Distribution of 2 matrices with the same eigenvalues

[nikozm]

Hi,

I was wondering if two matrices with the same eigenvalues share the same PDF.

Any ideas and/or references would be helpful.
Thanks in advance

 

[andrewkirk]

You'll have to provide some more information about what you're seeking.
Matrices in general don't have anything that is widely referred to as a 'PDF'.
The only PDF I know is 'probability density function' in probability theory. Is that what you mean? If so, how do you want to relate it to a matrix?
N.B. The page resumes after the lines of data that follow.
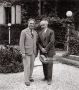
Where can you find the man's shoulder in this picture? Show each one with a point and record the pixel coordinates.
(50, 30)
(24, 30)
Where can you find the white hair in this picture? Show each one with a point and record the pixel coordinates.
(44, 22)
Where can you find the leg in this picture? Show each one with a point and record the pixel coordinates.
(32, 59)
(45, 70)
(50, 66)
(26, 63)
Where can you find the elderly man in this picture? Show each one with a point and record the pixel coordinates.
(28, 41)
(46, 47)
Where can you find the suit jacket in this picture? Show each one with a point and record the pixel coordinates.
(27, 42)
(47, 41)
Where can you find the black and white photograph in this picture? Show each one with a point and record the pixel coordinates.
(39, 44)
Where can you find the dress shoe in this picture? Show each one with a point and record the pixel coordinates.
(49, 82)
(27, 83)
(31, 80)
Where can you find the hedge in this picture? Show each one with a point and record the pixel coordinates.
(10, 60)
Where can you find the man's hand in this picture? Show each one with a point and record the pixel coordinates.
(23, 55)
(43, 50)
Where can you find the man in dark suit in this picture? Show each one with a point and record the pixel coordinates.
(28, 39)
(46, 46)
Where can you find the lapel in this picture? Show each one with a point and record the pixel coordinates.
(43, 38)
(28, 32)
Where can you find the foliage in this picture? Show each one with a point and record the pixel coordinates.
(10, 60)
(74, 46)
(15, 34)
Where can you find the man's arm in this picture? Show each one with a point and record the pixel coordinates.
(52, 40)
(22, 40)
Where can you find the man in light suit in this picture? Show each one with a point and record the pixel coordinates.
(46, 46)
(28, 40)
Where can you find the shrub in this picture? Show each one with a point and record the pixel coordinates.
(74, 46)
(10, 60)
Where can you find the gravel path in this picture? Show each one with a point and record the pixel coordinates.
(65, 77)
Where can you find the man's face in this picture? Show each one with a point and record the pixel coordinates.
(43, 25)
(31, 24)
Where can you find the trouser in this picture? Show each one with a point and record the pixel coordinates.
(47, 69)
(28, 63)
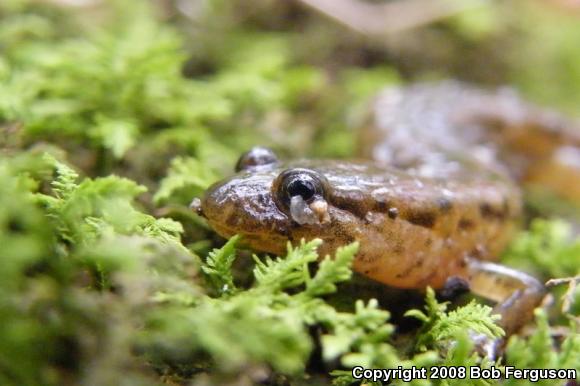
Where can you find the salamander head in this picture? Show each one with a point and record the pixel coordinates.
(267, 202)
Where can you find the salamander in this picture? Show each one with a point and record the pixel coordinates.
(433, 199)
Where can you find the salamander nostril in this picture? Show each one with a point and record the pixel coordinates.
(301, 187)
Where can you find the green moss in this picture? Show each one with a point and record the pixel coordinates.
(99, 283)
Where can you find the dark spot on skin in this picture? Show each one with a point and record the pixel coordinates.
(444, 204)
(489, 212)
(476, 253)
(422, 218)
(465, 224)
(454, 286)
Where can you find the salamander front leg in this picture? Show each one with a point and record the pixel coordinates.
(516, 293)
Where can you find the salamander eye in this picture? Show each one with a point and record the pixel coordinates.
(298, 182)
(256, 156)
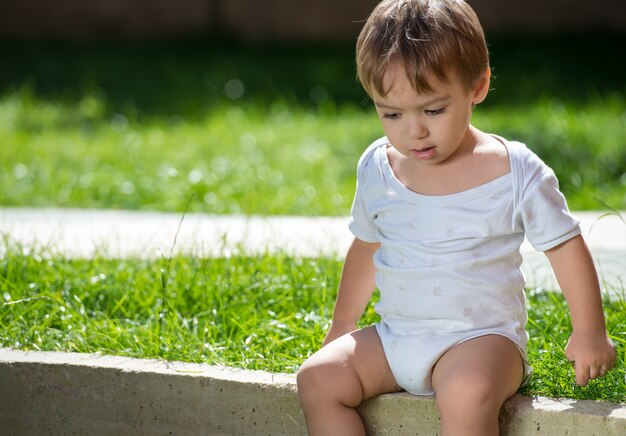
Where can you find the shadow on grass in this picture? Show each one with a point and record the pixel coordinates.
(190, 77)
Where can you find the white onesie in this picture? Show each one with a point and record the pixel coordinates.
(448, 269)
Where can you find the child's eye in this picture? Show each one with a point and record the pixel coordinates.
(435, 111)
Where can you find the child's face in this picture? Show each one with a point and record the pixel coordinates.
(428, 128)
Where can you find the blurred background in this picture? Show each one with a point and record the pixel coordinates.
(244, 106)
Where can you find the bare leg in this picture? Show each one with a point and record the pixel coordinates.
(336, 379)
(472, 381)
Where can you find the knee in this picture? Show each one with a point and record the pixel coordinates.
(476, 393)
(330, 382)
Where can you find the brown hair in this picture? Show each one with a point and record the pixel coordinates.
(426, 37)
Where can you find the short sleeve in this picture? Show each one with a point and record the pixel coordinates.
(543, 210)
(360, 224)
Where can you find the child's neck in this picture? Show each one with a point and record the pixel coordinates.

Matrices are used in probability theory and statistics in numerous different ways.

 

[nikozm]

Hello,

Assume that H is a n \times m matrix with i.i.d. complex Gaussian entries each with zero mean and variance \sigma. Also, let n>=m. I ' m interested in finding the relation between the distribution of H^HH and HH^H, where ^H stands for the Hermittian transposition. I anticipate that both follow the complex wishart distribution with the same parameters (since they share the same nonzero eigenvalues), but I m not sure about this.

Any ideas ? Thanks in advance..

 

[andrewkirk]

The matrix $H^HH$ will be $m\times m$ while $HH^H$ will be $n\times n$. They will have different numbers of eigenvalues. Why do you think the nonzero ones will be the same?

 

[nikozm]

Indeed, they have different dimensions. However their non-zero eigenvalues are the same. This is a fact. If you hold reservations about the latter just implement it in Matlab and see with the command eig their corresponding eigenvalues.

My question is: if they also have the same probability density function.